ACTINOMYCOSIS OF THE LIVER.

On damp infested soil, in cattle and swine. Round tumors, hard surface, soft centre, fibrous sac, club-shaped cells in tufts. Symptoms of liver disorder. Coincident external actinomycosis. Treatment: potassium iodide.

In damp soils where actinomyces are present in the soil and vegetation, it is not uncommon to find the characteristic growths in the liver of cattle and swine. Rasmussen saw twenty-two cases of hepatic actinomycosis in one year (1890) and in a number of cases he has found the liver, spleen, peritoneum and intestine simultaneously affected. Jensen who has also recorded hepatic cases, found tumors extending from the liver to the diaphragm. He describes them as rounded masses, of different sizes, enclosed in a fibrous envelope of variable thickness, hard and resistant at the surface and somewhat softened toward the centre. Microscopic examination detects the club-shaped cells arranged in tufts and radiating from a common centre.

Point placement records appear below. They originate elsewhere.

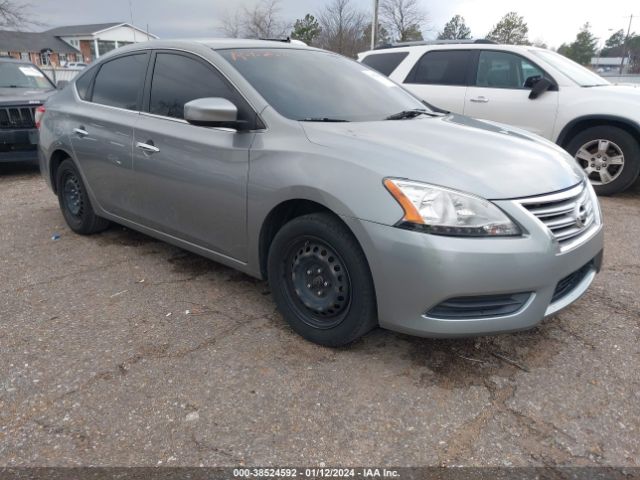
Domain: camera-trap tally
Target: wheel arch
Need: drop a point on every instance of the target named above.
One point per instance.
(57, 157)
(576, 125)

Symptoms are only the general indications of hepatic disease differing according to the size, and position of the morbid product and its interference with normal functions. When, however, superficial actinomycosis is found these symptoms may be fairly attributed to the existence of similar products in the liver.

Treatment consists in the administration of potassium iodide in full doses, daily for a week, followed by a laxative, and then, after an interval of two days, repeat the treatment for a second week, and so for a third, fourth and fifth until the microbe has been destroyed.